Scoring¶
Every signal carries three numeric fields and two categorical fields. The dashboard surfaces each of them; here's what they mean — and exactly how each number is computed.
How a single agent scores¶
Five specialist agents — SignalScope, SentimentPulse, MacroMind, SectorScan, PolicyRadar — look at every news item independently. Each agent runs the same three-step pipeline:
1. Gather domain-specific evidence. The agent's prompt requires it to call the tools relevant to its specialty before scoring:
| Agent | Tools it must call before scoring |
|---|---|
| SignalScope | geopolitical / sanctions / macro-event lookups, RSS, web search |
| SentimentPulse | Reddit sentiment, Stocktwits multi/short ratio, YouTube sentiment |
| MacroMind | central-bank rates, CPI, FX, oil / gold |
| SectorScan | same-sector and supply-chain peer lookups |
| PolicyRadar | regulatory filings, central-bank speeches, SEC / ASIC enforcement |
2. Score against an explicit calibration table. The LLM is anchored by this table, written verbatim into every agent's prompt:
| Range | Meaning |
|---|---|
| 0.80 – 1.00 | Direct major impact (ban names your stock, bankruptcy, huge earnings surprise) |
| 0.65 – 0.79 | Significant indirect impact (sector-wide move, key customer/supplier affected) |
| 0.40 – 0.64 | Moderate relevance (industry trend, macro data in line) |
| 0.00 – 0.39 | Weak signal (general commentary, distant connection) |
The prompt also says, verbatim: "DO NOT suppress scores out of caution — if a stock is directly named with clear impact, score it 0.75+." This is a deliberate counter-bias against LLMs' tendency to under-rate.
3. Self-critique (Reflexion pattern). Each agent runs a REVISE node that re-reads its own draft and may adjust the scores in a second pass.
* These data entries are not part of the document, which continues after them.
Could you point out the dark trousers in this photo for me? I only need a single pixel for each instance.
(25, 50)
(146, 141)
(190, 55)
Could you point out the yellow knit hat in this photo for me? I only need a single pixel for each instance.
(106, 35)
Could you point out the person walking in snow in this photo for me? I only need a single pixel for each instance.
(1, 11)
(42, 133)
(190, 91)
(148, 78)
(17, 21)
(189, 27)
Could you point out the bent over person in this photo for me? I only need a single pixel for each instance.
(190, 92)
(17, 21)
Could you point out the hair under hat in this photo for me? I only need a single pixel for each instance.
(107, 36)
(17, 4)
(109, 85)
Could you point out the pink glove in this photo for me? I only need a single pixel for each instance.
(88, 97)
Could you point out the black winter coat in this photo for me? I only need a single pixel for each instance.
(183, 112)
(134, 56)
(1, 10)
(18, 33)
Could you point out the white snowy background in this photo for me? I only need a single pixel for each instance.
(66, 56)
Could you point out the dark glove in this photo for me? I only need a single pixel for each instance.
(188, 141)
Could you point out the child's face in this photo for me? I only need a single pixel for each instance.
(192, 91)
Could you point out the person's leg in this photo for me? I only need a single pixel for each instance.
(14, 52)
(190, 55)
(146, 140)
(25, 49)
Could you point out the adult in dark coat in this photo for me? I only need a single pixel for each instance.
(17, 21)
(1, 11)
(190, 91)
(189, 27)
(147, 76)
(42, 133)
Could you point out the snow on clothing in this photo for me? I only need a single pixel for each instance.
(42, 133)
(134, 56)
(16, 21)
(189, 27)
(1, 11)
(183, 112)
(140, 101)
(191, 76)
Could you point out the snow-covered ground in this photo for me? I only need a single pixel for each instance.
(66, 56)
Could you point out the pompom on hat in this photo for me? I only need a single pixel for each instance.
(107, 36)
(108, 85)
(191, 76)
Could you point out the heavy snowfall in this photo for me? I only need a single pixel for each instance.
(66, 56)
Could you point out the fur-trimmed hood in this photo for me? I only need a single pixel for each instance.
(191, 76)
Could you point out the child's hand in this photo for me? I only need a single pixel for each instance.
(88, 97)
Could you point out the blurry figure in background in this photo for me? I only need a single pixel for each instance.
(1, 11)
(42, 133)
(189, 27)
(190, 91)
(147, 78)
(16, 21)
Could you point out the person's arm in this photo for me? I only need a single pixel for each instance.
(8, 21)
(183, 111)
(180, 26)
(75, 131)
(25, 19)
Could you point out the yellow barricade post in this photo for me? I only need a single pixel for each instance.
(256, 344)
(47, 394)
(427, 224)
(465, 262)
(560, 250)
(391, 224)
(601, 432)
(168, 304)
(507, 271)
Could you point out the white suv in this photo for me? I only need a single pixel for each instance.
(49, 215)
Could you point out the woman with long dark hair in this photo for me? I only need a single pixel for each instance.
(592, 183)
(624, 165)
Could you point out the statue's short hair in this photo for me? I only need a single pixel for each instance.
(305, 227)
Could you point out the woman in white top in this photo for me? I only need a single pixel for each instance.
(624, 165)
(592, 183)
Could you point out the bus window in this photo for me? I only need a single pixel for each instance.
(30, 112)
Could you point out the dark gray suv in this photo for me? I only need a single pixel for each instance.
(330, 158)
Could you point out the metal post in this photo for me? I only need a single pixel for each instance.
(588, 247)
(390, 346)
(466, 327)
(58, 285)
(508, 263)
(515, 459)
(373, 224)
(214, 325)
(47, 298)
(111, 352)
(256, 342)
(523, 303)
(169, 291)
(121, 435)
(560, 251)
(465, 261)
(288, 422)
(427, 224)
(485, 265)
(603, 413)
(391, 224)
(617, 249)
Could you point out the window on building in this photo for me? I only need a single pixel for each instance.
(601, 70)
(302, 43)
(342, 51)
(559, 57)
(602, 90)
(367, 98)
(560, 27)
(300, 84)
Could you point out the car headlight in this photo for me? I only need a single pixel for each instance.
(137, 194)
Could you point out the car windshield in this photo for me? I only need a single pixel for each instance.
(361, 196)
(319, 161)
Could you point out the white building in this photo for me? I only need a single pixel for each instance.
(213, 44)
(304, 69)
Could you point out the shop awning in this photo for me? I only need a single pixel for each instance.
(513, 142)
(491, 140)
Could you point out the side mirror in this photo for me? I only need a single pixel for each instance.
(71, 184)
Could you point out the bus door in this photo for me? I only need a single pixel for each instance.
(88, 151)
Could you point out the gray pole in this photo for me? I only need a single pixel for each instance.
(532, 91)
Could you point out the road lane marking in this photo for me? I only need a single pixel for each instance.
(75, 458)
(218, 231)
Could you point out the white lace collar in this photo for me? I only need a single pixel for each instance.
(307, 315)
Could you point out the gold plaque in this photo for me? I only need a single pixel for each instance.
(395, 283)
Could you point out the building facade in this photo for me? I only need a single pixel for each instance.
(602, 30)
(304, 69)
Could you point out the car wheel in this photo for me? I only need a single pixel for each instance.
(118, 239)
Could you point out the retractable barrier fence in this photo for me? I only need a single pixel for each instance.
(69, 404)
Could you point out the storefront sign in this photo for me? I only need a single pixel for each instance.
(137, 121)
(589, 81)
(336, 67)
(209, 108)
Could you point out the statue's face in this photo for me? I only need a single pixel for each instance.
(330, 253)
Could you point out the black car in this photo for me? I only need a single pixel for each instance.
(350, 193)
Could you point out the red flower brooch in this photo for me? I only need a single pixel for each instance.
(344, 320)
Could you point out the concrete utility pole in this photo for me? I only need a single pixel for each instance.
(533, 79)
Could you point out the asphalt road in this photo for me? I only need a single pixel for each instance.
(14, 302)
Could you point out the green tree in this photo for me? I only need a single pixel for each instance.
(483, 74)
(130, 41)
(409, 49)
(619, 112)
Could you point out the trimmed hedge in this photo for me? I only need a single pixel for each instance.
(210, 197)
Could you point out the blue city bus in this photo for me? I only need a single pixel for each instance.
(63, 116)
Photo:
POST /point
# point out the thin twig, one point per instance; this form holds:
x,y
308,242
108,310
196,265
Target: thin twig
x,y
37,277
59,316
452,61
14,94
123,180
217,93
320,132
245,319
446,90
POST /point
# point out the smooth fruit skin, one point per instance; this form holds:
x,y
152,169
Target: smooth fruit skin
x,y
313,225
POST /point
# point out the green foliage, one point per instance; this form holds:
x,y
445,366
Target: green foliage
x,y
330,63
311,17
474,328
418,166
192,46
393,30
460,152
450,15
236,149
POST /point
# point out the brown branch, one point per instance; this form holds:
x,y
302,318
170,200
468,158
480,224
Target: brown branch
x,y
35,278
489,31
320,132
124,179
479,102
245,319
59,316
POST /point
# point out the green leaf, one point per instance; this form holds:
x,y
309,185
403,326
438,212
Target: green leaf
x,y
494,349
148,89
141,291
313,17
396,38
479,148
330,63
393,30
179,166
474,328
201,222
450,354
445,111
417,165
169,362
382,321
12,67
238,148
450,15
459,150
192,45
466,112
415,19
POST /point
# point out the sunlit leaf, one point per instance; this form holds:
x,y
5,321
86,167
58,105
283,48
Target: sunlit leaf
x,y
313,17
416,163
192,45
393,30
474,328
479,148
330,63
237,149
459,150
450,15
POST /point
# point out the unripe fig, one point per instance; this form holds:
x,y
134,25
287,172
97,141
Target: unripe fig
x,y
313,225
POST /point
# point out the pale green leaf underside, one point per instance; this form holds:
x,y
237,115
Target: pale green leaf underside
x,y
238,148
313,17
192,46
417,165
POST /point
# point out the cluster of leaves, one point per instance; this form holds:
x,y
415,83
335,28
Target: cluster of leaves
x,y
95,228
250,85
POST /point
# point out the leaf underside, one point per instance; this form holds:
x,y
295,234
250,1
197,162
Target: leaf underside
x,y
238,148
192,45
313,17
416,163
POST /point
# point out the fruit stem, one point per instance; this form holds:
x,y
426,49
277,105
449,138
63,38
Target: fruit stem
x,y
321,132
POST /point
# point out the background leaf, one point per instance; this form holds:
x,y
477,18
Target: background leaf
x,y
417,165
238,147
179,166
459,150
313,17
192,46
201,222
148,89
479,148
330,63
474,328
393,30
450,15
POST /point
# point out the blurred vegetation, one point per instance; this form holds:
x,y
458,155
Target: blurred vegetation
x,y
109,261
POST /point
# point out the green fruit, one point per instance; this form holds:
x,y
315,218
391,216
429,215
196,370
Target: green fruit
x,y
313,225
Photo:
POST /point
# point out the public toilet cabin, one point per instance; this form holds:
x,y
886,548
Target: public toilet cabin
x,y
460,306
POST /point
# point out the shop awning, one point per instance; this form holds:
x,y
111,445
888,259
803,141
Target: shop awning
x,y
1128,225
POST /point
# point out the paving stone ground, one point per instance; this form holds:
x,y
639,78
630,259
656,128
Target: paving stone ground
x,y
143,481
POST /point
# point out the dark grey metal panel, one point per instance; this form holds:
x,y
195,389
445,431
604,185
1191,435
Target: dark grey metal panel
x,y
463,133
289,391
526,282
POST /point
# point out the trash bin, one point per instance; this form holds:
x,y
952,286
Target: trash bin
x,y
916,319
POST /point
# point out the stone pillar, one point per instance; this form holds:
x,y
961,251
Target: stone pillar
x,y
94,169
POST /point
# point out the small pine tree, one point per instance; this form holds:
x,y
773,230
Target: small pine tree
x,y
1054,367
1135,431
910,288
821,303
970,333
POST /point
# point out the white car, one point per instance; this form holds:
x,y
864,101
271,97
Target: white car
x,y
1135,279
The final scores are the post-reflexion ones; the original draft is kept as draft_impact_score for audit.
Important caveats about agent scores
- These are LLM judgments, not formulas. The same news may produce slightly different scores on different runs (typical drift ≈ ±0.03).
confidence_scoremeasures how sure the agent is of its own assessment — not how big the news is. They are independent dimensions.- When an agent's tool calls fail (e.g. external API down) it still scores, but its
confidence_scoreshould drop accordingly.
How the signal-level scores are aggregated¶
After all 5 agents have run, three different aggregation rules combine their outputs. The rule is different for each number you see in the UI — this matters and is the most-asked question:
| Field in the UI | Aggregation rule | Why this rule |
|---|---|---|
Signal impact_score |
max(agent.impact_score) across agents that succeeded |
The most-impacted view wins. If even one specialist sees a major event, the signal is treated as major — better one false alert than missing a real one. |
Signal confidence_score |
mean(agent.confidence_score) across agents that succeeded |
Consensus on certainty — if four agents are uncertain, the signal carries that uncertainty even if the fifth is sure. |
Per-ticker impact_score in the tickers_linked list |
Weighted average across the agents that mentioned this ticker, weighted by each agent's confidence_score |
For a single stock you want the consensus impact, not the most extreme view; the weighting lets confident agents have more say. |
Source of truth in the code: agents/synthesis_engine.py:308-311 for the signal-level rules and agents/synthesis_engine.py:218-251 for the per-ticker rule.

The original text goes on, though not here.